Civil liability for the provision of alcohol has been a longstanding concern in the case law of Pennsylvania, as well as in the minds of event organizers. While the 1951 Dram Shop Act has long established liability for liquor licensees that overserve patrons, non-licensees have rested in somewhat of a gray area. What, for example, should the liability be for a person making drinks at home for their friends? For a club that sells alcohol to its members? A company that sells tickets to an outing, where some ticket sales go toward communal alcohol? Pennsylvania courts have since clarified the responsibilities of parties in the first two scenarios, establishing no liability for “social hosts” who serve adult guests in Klein v. Raysinger, 470 A.2d 507 (Pa. 1983), and placing liability on individuals who sell alcohol the way a liquor licensee would in Hinebaugh v. Pennsylvania Snowseekers Snowmobile Club, 63 Pa. D. & C. 4th 140 (C.C.P. Lawrence 2003). In April, the Pennsylvania Supreme Court gave us an answer to the third scenario.

In April’s case of Klar v. Dairy Farmers of America, et al.(Pa. 2023, No. 29 WAP 2022), plaintiff David Klar sought recovery from Defendant Roger Williams and Williams’s employer, Dairy Farmers of America (“DFA”) for injuries he incurred after a traffic accident with Williams. At the time of the crash, Williams had been driving home from a golf outing organized by DFA, at which Klar claims DFA overserved him alcohol.

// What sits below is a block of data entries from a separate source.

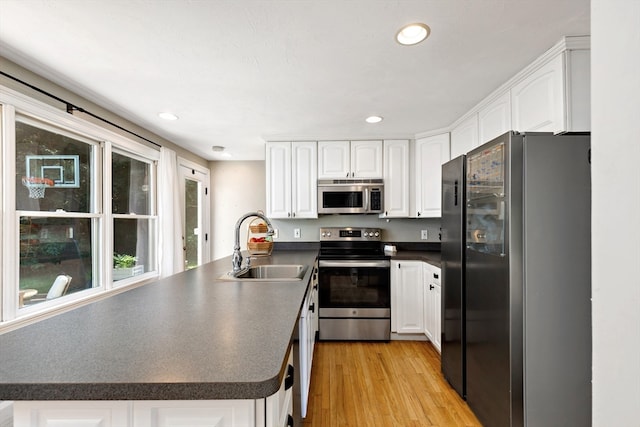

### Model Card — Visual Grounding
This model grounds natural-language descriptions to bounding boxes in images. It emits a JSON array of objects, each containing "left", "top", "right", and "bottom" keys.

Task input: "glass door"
[
  {"left": 179, "top": 162, "right": 210, "bottom": 269},
  {"left": 466, "top": 142, "right": 506, "bottom": 256}
]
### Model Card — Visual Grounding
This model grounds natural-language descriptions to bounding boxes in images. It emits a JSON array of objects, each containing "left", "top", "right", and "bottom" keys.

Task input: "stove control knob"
[
  {"left": 326, "top": 232, "right": 331, "bottom": 237},
  {"left": 363, "top": 231, "right": 369, "bottom": 237},
  {"left": 374, "top": 231, "right": 380, "bottom": 237}
]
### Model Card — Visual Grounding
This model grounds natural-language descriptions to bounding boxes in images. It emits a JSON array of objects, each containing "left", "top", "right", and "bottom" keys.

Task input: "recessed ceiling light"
[
  {"left": 158, "top": 112, "right": 179, "bottom": 121},
  {"left": 211, "top": 145, "right": 226, "bottom": 152},
  {"left": 396, "top": 23, "right": 430, "bottom": 46},
  {"left": 366, "top": 115, "right": 383, "bottom": 124}
]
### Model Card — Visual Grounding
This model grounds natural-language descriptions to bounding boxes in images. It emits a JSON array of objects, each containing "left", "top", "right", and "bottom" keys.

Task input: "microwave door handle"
[{"left": 364, "top": 188, "right": 369, "bottom": 211}]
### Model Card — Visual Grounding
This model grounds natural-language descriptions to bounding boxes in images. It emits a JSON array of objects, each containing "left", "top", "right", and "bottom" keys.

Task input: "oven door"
[
  {"left": 318, "top": 259, "right": 390, "bottom": 340},
  {"left": 318, "top": 259, "right": 390, "bottom": 311}
]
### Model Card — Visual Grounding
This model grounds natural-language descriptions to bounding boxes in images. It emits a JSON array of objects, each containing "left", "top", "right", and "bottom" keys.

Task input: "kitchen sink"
[{"left": 218, "top": 264, "right": 308, "bottom": 281}]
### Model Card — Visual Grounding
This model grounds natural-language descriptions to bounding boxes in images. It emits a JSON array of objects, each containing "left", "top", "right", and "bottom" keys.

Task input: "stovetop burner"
[{"left": 318, "top": 227, "right": 387, "bottom": 260}]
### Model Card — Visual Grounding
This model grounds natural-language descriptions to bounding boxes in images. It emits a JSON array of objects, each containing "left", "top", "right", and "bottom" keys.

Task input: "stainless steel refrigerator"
[
  {"left": 463, "top": 131, "right": 592, "bottom": 427},
  {"left": 441, "top": 155, "right": 466, "bottom": 398}
]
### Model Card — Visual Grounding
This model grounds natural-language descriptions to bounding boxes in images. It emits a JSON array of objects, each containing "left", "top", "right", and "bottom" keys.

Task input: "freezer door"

The case presented a somewhat gray area of law, as DFA had charged its employees a fee to participate in the outing, which went toward the collective cost of greens fees, food, and alcohol for participants. Because of this arrangement, Klar argued that DFA had “sold” alcohol to the participants, making them subject to liability for Williams’s actions. DFA, in contrast, argued that they were merely a social host, pooling money together for supplies in the way somebody might before making a “beer run” at a social gathering.

Klar’s argument for liability rested on two principal theories: first, that DFA were liable under the Dram Shop Act because of their cover fee assisted the purchase of alcohol for the outing; and second, that DFA’s actions in serving Williams were negligent under common law negligence principles. The court rejected his argument on both grounds.

In assessing the first argument, the Court argued that Klar’s interpretation of the Dram Shop Act would be too expansive to apply the Dram Shop Act logically and practically. Klar had made the assertion that, since the Dram Shop Act applies to “any licensee or the board, or any employee, servant or agent of such licensee or of the board, or any other person,” and does not allow them to “sell, furnish or give any liquor or malt or brewed beverages, or to permit any liquor or malt or brewed beverages to be sold, furnished or given, to any person visibly intoxicated,” it was illegal for any person under any circumstances to give alcohol to someone visibly intoxicated. The court rejected this argument, reasoning that under established principles of statutory interpretation, “any other person” here refers to any person “who fall[s] within the same general class” as the specifically-named entities earlier in the Act.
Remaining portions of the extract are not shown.